J’ai lu ce livre à sa sortie. Je me suis empressé d’oublier sa thèse. Pis, je l’ai perdu physiquement. Une mauvaise conscience persistante me fit reprendre sa lecture, il m’est tombé des mains. Un an plus tard, j’en suis venu à bout. C’est terrifiant. Le génocide juif n’est pas unique, il a été précédé par ceux des Indiens, Caraïbes, Hottentots et autres Tasmaniens. Le racisme n’est pas à l’origine du colonialisme, mais il l’a, à postériori, justifié. Les races dynamiques et supérieures manquant de place, il est juste qu’elles se développent au détriment des inférieures. Ces dernières disparaitront d’eux-mêmes. C’est la théorie. En pratique, les Européens se sont empressés de s’approprier les meilleures terres, de refouler les autochtones sur des territoires stériles, de les affamer, de les pousser à la révolte et de les massacrer.
1 – À la fin du Moyen-Âge, vue de Chine, des Indes ou du Proche-Orient, l’Europe est peuplée de barbares. Elle vit dans la crainte de ses voisins, Huns, Arabes ou autres Turcs. Elle prendra le dessus en deux temps.
2 – En 1571, ses lourds vaisseaux en chêne pulvérisent les frêles galères ottomanes. L’Europe s’arroge le commerce international et impose ses comptoirs. Ses bombardes écrasent les fortifications adverses. L’apparition de la vapeur ouvre à sa rapacité les grands fleuves, pourtant, elle peine à s’imposer plus loin. L’arme standard est un fusil chargé par la bouche, à canon lisse. Il tire un coup à la minute, par temps sec et à moins de 100 mètres. Trois coups sur dix échouent. Les forgerons africains ou indiens font tout aussi bien. Un archer expérimenté décoche ses flèches plus vite, plus loin et avec plus de précision.
3 – En 1853, la cartouche en papier du fusil Enfield pousse la portée pratique à 500 mètres et accroit la cadence de tir. En 1866, la Prusse déploie des armes à chargement par la culasse, qui font feu sept fois plus rapidement et autorisent une position de tir allongée. Déjà, s’annoncent les fusils à répétition et les mitrailleuses. En 1884, le français Vieille invente la poudre sans fumée. Grâce à la bessemérisation, l’acier devient bon marché. Forgerons et armuriers traditionnels sont dépassés.
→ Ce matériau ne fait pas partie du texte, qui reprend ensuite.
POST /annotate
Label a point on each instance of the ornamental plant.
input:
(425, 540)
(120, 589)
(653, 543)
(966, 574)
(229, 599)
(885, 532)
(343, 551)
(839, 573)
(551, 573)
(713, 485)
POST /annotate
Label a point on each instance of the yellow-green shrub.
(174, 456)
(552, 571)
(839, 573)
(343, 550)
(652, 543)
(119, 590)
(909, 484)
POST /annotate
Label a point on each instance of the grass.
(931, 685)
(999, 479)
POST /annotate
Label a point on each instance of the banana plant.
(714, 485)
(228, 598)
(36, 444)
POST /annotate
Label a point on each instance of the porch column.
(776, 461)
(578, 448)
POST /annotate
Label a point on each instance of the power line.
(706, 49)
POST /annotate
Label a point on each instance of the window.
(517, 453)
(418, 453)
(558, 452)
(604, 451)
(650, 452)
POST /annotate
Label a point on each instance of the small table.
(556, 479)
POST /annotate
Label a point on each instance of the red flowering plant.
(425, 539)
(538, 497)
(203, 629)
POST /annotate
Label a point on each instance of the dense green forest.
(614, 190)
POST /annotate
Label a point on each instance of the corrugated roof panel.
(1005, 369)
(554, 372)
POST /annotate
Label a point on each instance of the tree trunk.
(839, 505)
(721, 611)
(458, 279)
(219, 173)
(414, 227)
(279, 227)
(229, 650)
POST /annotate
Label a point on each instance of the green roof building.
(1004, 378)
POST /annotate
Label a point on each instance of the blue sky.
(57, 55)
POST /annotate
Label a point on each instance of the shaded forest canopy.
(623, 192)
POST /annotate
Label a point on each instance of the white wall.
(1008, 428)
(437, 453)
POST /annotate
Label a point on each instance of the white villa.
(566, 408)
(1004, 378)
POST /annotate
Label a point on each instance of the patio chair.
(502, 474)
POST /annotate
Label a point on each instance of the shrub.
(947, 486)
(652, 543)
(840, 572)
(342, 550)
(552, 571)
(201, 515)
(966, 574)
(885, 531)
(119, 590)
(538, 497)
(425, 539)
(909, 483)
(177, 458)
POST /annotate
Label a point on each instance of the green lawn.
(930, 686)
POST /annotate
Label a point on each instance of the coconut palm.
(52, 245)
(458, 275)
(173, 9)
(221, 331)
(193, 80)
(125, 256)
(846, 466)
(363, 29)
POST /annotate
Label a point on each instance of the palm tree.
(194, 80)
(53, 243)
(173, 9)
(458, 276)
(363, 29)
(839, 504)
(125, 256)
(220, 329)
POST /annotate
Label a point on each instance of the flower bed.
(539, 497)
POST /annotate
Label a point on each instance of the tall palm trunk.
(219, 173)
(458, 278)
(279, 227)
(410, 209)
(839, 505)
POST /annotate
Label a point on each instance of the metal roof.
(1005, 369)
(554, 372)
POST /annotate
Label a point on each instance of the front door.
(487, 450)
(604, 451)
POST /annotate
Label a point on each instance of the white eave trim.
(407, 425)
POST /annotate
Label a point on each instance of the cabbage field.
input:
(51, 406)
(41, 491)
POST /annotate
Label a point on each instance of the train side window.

À la fin des années 1890, les soldats européens tirent à couvert, par tous les temps, quinze coups durant quinze secondes, sur des cibles situées à 1 000 mètres. Le 2 septembre 1898, 11 000 soudanais sont tués, pour 48 britanniques. Les 16 000 blessés semblent avoir été exécutés. Présent sur place, Winston Churchill : « Ainsi s’acheva la bataille d’Omdurman, la plus éclatante victoire jamais remportée par les armes de la science sur les barbares. En cinq heures, la plus forte armée de sauvages jamais dressée contre une puissance européenne moderne avait été détruite et dispersée sans guère de difficultés, avec en comparaison peu de risques et des pertes insignifiantes pour les vainqueurs. » (The River War, 1899). Plus tard, il reviendra sur cette journée : « Cette sorte de guerre était pleine de frissons fascinants. Ce n’était pas comme la Grande Guerre. Personne ne s’attendait à être tué… Pour le plus grand nombre de ceux qui prirent part à ces petites guerres d’Angleterre dans ces temps légers et disparus, il n’y avait que le côté sportif d’un jeu splendide. » (My early life, 1930)
4 – Trop d’Européens interprètent cette soudaine supériorité technique en supériorité intellectuelle, voire raciale. Le philosophe libéral britannique Herbert Spencer (Statique sociale, 1850) : « Les forces qui font aboutir le projet grandiose du bonheur parfait ne tiennent nullement compte de la souffrance d’ordre secondaire, et exterminent ces sections d’humanité qui leur barrent le passage... Qu’il soit être humain ou brute, l’obstacle doit être éliminé. »
5 – L’opinion exige des colonies. Britanniques et Français conquièrent d’immenses empires. Peu nombreuses, leurs troupes s’imposent par la terreur. Les gouvernements locaux sont confiés à des poignées d’hommes, avec droit de vie et de mort, hors de tout contrôle de la métropole. À l’image du héros de Joseph Conrad, combien ont perdu la tête : « Exterminez toutes ces brutes ! »
Deux remarques :
- En leurs temps, Attila, Gengis Khan ou Tamerlan massacrèrent tout aussi allègrement. Cela ne me console pas.
- Ce racisme impérialiste se mêla, surtout en Europe du Nord, de “darwinisme social“, qui justifia des campagnes de stérilisation ou de déportation d’éléments européens jugés inférieurs.